Nein, wir durften uns stunden-, tage-, wochenlang den Kopf über eine akzeptable Liebesgabe zerbrechen. Vollkommen undenkbar war es, einfach in ein Kaufhaus zu marschieren und etwas Nettes zu kaufen. Viel zu einfach, lieblos, pfui. Wir hatten gefälligst kreativ zu sein. Wer liebt, muss leiden. Und schwitzen.
Also etwas basteln oder malen.

Unser Heim war ein Bastlerparadies. Meine Mutter warf nur weg, was sonst üble Gerüche produziert hätte.
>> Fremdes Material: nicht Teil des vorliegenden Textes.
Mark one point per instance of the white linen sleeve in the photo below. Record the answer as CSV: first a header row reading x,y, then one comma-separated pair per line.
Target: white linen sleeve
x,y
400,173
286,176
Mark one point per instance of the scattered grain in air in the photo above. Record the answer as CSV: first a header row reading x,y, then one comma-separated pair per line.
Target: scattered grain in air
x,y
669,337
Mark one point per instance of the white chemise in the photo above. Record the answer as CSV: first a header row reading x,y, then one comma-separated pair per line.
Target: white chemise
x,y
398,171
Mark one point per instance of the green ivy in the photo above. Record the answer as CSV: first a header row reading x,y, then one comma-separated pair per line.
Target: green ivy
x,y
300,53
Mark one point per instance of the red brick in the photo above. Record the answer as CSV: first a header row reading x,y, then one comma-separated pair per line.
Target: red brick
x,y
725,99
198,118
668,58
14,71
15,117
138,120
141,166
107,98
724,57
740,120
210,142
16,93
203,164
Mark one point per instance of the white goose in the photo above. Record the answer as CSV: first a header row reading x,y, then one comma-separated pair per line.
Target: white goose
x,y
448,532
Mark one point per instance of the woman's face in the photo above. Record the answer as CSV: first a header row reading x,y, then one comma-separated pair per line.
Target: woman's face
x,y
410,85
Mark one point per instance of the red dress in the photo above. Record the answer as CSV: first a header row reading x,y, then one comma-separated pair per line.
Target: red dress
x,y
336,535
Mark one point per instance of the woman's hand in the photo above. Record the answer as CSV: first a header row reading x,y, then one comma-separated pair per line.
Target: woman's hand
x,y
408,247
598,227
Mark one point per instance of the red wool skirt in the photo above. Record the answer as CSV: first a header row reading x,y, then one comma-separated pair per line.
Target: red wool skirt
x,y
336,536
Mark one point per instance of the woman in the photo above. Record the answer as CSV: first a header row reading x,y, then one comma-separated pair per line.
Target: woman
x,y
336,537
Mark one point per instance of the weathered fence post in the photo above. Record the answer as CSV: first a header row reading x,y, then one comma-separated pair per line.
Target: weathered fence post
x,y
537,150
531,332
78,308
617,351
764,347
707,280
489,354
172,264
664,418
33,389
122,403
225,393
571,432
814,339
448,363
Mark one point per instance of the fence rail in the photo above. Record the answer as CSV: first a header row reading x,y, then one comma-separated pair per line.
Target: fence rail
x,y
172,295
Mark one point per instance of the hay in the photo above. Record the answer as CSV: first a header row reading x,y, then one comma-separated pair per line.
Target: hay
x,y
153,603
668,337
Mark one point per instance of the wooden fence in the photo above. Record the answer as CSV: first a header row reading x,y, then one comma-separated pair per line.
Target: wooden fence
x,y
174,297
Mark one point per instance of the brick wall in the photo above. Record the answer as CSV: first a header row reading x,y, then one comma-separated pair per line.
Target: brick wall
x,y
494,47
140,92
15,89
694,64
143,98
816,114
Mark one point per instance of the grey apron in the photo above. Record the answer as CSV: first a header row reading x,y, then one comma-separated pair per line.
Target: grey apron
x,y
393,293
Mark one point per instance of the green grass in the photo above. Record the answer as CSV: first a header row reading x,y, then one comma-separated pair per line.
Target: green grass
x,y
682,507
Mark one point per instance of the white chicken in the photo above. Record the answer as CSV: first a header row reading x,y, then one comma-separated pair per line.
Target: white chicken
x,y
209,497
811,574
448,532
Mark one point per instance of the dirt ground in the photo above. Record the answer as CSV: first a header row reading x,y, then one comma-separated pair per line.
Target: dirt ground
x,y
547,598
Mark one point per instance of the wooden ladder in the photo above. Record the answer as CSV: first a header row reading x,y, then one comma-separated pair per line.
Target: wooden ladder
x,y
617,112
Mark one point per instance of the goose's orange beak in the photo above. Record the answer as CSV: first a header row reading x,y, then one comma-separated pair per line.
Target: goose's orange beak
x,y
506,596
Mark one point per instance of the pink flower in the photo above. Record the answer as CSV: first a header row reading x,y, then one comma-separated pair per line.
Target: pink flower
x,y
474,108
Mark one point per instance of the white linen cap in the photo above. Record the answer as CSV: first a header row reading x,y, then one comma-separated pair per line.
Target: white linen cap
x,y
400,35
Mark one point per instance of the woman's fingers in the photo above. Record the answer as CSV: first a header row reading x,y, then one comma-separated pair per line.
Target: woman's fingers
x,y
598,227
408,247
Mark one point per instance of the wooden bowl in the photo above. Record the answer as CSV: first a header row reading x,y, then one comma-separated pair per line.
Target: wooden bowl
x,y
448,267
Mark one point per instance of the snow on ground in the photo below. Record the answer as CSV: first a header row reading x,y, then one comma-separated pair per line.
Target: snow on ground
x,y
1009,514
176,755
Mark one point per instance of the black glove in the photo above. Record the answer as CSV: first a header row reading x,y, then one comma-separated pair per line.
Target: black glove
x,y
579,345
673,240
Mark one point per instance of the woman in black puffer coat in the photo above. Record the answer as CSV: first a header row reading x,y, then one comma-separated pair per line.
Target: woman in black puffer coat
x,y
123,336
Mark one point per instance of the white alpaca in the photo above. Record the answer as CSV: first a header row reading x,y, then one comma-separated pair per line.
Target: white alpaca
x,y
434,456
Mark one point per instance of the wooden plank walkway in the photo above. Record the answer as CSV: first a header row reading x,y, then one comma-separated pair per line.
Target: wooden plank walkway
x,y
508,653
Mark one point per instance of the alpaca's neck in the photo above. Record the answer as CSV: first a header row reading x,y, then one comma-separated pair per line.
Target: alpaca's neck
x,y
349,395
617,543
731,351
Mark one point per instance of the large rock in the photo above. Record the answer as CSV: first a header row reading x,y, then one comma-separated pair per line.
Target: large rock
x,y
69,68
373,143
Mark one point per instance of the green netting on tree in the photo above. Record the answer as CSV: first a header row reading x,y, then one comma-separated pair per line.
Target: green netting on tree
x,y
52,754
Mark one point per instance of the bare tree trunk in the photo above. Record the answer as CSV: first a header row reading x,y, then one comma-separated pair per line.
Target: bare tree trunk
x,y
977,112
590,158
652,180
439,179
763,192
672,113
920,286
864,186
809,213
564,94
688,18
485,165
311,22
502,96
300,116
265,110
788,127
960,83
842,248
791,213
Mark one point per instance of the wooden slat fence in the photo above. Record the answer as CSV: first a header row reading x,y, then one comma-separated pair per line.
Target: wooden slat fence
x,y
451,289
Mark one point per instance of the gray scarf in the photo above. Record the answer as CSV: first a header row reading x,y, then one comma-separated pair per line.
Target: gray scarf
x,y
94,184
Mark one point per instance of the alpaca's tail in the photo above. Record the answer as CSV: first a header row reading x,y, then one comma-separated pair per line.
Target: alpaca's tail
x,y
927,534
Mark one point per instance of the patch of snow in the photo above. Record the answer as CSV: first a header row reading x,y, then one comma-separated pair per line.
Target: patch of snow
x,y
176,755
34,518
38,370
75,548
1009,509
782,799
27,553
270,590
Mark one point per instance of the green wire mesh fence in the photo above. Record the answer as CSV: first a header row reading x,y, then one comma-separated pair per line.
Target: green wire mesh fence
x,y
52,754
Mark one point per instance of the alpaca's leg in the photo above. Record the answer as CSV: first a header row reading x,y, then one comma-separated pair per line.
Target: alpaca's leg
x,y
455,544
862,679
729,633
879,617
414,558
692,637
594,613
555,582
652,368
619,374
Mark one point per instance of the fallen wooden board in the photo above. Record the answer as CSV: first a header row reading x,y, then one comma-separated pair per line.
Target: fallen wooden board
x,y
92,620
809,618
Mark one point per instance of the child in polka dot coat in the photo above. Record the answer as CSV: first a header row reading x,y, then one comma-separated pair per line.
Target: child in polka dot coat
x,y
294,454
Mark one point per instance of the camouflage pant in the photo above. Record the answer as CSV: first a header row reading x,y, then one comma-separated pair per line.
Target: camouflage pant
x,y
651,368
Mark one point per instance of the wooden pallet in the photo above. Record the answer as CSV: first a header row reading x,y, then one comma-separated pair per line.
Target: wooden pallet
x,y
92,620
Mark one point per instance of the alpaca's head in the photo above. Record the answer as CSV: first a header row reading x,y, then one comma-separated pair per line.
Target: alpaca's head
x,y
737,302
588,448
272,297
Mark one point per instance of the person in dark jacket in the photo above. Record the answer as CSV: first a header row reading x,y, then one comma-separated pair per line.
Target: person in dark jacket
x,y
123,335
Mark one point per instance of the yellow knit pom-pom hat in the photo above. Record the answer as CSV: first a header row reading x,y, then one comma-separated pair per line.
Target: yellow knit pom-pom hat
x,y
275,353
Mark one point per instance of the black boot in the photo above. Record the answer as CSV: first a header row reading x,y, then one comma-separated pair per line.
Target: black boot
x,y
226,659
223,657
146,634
Sie wusch jeden leergegessenen Joghurtbecher, jede Weißblechdose und jedes Marmeladenglas sorgfältig aus, „... man könnte das schließlich alles noch mal brauchen“... Auch von leeren Klopapierrollen, Garnspulen, Eierkartons und sogar abgelutschten Eis-am-Stiel-Stielen trennte sie sich nicht. Jedenfalls nicht, bevor da irgendetwas draus gebastelt wurde. "Buchenholz! Das ist ECHTES Buchenholz!!" Ergänzt wurde das Ganze noch von verschiedenen Bastelpapiersorten in allen Regenbogenfarben, Pfeifenreinigern, Stoff- und Filzresten, und alten Kerzenstummeln zum Einschmelzen.

Fast ein ganzes Jahrzehnt erschöpfte sich meine Kreativität in der Herstellung von Windlichtern aus alten Marmeladengläsern, bemalt mit zur Jahreszeit passenden, stimmungsvollen Motiven.

„He, sind das mutierte Ochsenfrösche, die von einer Rakete verfolgt werden?“

Halt die Klappe. Brüder. Meine Mutter fand den Rentierschlitten natürlich wunderschön. Wie schon den Engel vom Vorjahr, ebenso wie den Tannenbaum, den Weihnachtsmann, den Stern von Bethlehem und all die anderen.

Das Haus füllte sich langsam mit Skulpturen aus Eierpappen, Klopapierrollen und Pappmaché, wir könnten heute zwei bis drei Weihnachtsbäume komplett mit Schmucksternen aus vergoldeten Eis-am-Stiel-Stielen dekorieren.
Wenn wir alle je aus Joghurtbechern und Marmeladegläsern hergestellten Windlichter abends im Garten aufreihen und anzünden würden, fänden wir uns womöglich mit einer Boeing 747 im direkten Landeanflug konfrontiert...

„He, sind das verstrahlte Pokémons, die vom Knight Rider verfolgt werden?“ Meine Tochter deutet auf das vor mir stehende leere Marmeladenglas mit noch unvollendeter, stimmungsvoller, weihnachtlicher Bemalung.

Ich lächle mild. Schließlich weihnachtet es.

„Was wünschst Du Dir denn nun zu Weihnachten, Mama?“

Ungeduldig hüpft sie von einem Bein aufs andere. Ich räume schweigend die restlichen Joghurtbecher und Marmeladengläser zurück in den Schrank, fange die mir entgegenkommende Lawine Klopapierrollen gerade noch rechtzeitig auf und stopfe den in Bewegung geratenen Stapel Stoffreste in die große Schublade.

„Sag’ schon, Mama!“

Mein ist die Rache ... wispert es in meinem Hinterkopf. Halt die Klappe da hinten, jetzt bin ich dran.